ホテルの小ホールで通夜が行われ、ドッティ海運の従業員達やポーレットの学生時代の友人達がやって来た。ライサンダーは気丈に彼等のお悔やみの言葉を受け、挨拶をした。ポールは黙って彼のそばに付き添っていた。来客の挨拶が途切れた時、ライサンダーは父親を振り返った。ドーマーにとって外の世界の葬儀は珍しいのだろう。ポールは立食パーティの様な形式の通夜を興味深げに眺めていた。
「疲れない、お父さん?」
「否。おまえはどうなんだ?」
「ちょっと休憩したいな。」
2人は空いた席を見つけて座った。すぐにボーイが来て飲み物を渡してくれた。
そこへアメリアが来た。2人が立ち上がろうとすると、彼女は「そのままで」と合図した。
「何から何まで有り難う。」
ライサンダーが感謝すると、黒い喪中用のドレスを着たアメリアが微笑んだ。
「レインさんから、ドームの外のことは何も知らないとお聞きして、精一杯協力させて戴いています。主人からも、私の気が済むようにしなさいと言ってもらっています。」
その時、職場の同僚達がライサンダーを呼ぶ声が聞こえた。ライサンダーはアメリアに断ってそちらへ行った。アメリアは彼が座っていた椅子に座り、残ったポールに囁いた。

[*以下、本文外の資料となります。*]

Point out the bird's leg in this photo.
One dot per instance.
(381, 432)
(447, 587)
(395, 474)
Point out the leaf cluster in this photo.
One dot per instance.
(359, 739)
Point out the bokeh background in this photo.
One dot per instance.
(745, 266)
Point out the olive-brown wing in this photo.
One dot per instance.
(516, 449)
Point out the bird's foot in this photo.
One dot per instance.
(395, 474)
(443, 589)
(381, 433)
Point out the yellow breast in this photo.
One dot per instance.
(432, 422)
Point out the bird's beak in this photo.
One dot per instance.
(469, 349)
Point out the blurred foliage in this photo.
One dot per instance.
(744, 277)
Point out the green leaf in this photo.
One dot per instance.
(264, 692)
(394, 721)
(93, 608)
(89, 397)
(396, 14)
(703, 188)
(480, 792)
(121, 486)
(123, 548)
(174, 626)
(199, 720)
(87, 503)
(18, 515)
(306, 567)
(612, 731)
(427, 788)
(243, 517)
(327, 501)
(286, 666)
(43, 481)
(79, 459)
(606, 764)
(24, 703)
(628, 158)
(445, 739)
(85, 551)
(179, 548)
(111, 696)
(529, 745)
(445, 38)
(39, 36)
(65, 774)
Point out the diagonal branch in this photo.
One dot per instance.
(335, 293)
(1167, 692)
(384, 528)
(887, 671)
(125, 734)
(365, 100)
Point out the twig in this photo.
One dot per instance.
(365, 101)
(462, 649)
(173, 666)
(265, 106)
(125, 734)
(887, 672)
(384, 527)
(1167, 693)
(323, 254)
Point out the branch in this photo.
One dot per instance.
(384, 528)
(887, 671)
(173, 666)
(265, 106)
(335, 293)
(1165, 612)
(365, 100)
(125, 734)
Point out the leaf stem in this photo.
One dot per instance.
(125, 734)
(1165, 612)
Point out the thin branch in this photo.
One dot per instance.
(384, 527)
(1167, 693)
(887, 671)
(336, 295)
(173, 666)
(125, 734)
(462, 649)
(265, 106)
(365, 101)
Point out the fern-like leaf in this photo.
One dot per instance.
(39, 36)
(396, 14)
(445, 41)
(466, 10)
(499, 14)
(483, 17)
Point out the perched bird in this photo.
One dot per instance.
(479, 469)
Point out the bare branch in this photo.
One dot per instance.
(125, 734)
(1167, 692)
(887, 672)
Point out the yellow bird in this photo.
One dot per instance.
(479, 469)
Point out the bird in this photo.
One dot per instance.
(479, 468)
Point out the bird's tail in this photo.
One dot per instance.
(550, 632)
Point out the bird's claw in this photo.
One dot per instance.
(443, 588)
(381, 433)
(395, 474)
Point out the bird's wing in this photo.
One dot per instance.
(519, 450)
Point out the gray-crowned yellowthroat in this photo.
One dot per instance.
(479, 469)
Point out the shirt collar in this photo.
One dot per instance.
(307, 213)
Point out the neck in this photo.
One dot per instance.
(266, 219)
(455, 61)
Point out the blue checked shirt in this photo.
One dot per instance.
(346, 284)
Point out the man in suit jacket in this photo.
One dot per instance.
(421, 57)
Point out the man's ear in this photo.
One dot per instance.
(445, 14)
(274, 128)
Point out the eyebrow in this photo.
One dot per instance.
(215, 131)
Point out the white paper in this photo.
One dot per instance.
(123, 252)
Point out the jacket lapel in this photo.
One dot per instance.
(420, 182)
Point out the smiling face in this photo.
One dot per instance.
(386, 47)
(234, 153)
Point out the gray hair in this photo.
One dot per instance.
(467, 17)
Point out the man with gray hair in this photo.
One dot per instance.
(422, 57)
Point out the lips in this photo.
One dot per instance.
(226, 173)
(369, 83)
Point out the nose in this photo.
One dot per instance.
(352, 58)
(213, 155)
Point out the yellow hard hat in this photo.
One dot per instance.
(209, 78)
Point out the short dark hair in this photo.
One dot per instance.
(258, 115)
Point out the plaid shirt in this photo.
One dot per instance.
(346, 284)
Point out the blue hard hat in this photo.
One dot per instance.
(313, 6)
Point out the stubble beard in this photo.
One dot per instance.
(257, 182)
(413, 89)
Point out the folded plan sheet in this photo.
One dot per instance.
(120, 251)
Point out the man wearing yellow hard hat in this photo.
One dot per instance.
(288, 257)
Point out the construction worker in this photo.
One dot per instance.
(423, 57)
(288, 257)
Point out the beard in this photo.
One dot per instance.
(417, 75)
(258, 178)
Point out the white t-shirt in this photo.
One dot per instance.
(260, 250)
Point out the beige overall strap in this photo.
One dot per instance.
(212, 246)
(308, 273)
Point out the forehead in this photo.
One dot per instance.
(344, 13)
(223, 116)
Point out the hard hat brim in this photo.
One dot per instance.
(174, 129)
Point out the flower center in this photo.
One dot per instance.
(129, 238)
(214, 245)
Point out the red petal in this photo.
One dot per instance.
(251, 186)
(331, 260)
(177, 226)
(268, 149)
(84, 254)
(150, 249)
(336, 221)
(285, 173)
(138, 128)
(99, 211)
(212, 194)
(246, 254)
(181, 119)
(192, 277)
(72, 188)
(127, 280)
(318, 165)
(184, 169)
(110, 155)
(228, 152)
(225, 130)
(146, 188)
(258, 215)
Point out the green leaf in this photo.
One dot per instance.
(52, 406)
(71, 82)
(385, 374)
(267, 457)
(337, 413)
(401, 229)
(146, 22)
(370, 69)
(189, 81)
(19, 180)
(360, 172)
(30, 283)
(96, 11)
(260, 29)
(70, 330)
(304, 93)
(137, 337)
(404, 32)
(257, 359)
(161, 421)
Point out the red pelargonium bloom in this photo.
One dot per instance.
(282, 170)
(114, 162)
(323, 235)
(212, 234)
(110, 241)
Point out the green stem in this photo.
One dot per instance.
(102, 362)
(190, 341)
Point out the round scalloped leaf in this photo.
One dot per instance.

「フラネリー家からもお悔やみの言葉を戴いています。」
「有り難う。」
「伯母がライサンダーに会いたがっています。」
「それは、彼に任せます。俺がとやかく言うことじゃない。」
アメリアは少し考えてから、彼女の考えを口に出した。
「伯母と従兄妹達はライサンダーの将来と彼の子供の安全を気に掛けています。」
「息子は君の会社で働くことに不満はないようですが?」
「ええ・・・でも彼を守るのは難しいです。」
「ドームの外は何処に行っても危険だらけですよ。」
ポールは懸念した。アメリア・ドッティはライサンダーを護衛付きの富豪の生活に引き込もうとしているのだろうか。それはライサンダーには似つかわしくないだろう。山の一軒家で自由奔放に育った息子だ。四六時中護衛に囲まれて暮らすのは息が詰まることに違いない。それに、ダリルもそんな生活を息子が送ることを好まないはずだ。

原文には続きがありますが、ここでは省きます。